Spanberger, and Reps. Fred Upton, R-Mich.; Dusty Johnson, R-S.D.; Rep. Josh Gottheimer, D.-N.J., were the House members who met with Manchin and Sen. Susan Collins, R-Maine.

“Something needed to be done to kick-start negotiations,” she said, explaining that the negotiators committed to finding a good starting point on which members of both parties could reach consensus.

“We served it up on a platter … and said, here, ‘We’re 90 percent of the way done,’ ” Spanberger said.

During those talks, which continued and grew in private and in Zoom meetings with various lawmakers, direct payments to Americans went into the bill and support for state and local governments came out, Spanberger said.

Then the House and Senate leadership stepped in and negotiated the finer points, she said.

Now, with Congress due by midnight to vote on the package, Spanberger said she was breathing a sign of relief.

Spanberger expressed pleasure that COVID-19 help is in sight, given that Pfizer and Moderna vaccines have been approved by the FDA, and are beginning to reach frontline health-care workers.

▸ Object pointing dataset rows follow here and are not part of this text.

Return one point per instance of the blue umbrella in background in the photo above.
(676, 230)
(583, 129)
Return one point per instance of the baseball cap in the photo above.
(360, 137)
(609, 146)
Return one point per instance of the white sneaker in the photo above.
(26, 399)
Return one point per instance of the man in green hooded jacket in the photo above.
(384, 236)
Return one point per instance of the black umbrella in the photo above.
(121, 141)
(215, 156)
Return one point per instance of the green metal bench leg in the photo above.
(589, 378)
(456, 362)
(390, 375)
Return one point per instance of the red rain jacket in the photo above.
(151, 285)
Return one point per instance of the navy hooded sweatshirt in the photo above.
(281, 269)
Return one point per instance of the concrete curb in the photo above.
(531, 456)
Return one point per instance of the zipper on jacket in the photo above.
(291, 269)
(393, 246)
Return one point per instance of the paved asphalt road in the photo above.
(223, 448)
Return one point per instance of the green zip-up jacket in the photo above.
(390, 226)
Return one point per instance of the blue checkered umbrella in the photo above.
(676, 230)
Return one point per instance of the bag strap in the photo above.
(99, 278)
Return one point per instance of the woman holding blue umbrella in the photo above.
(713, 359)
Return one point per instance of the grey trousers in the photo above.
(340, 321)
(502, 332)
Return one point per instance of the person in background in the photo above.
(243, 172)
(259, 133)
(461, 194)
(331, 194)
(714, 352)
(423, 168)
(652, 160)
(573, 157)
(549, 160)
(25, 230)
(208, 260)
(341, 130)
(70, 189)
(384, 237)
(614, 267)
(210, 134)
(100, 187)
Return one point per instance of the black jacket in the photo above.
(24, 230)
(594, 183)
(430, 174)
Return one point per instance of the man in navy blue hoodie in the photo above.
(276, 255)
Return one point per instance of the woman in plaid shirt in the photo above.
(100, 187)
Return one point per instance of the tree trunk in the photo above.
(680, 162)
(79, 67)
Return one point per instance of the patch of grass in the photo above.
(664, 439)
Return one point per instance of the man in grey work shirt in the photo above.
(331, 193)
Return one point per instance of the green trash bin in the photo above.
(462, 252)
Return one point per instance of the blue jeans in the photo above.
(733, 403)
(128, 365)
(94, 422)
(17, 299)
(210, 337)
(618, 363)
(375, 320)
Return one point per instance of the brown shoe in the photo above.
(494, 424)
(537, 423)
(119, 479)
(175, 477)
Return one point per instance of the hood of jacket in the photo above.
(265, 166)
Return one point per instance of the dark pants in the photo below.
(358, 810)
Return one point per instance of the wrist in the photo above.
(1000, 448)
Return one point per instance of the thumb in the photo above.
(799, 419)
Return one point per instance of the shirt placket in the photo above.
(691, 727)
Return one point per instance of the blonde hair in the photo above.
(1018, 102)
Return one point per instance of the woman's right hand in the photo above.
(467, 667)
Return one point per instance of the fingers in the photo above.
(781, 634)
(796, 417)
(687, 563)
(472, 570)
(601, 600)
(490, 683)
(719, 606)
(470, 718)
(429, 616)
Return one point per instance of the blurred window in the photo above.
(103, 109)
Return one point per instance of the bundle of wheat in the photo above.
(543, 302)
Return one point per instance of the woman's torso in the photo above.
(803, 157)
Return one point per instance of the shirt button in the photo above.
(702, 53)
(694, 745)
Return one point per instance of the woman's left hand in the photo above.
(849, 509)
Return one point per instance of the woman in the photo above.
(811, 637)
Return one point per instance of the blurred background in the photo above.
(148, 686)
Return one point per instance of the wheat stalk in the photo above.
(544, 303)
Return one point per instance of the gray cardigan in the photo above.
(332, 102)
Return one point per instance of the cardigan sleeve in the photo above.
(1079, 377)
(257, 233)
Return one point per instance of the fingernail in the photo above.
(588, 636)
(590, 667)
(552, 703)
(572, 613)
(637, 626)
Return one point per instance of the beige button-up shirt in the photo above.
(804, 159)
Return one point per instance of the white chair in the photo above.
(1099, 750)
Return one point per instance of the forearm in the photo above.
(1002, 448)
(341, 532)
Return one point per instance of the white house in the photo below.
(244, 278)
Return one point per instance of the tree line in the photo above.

But “the light at the end of the tunnel is down a very, very long tunnel,” she said. “People need to keep wearing face masks and socially distancing. Everyone should be very careful with how they engage with other people. We’re seeing cases rise now, due in part to Thanksgiving celebrations when people from different households got together with family members.”

“The virus is transmitted through one’s breath and the air,” she said. “We have to be patient and not let our guards down; that’s really important this holiday season. If we do that and get vaccines, perhaps Christmas 2021 will look and feel a lot more like normal.”

She suggested people visit the Virginia Department of Health’s website, vdh.virginia.gov, for the latest news and advice.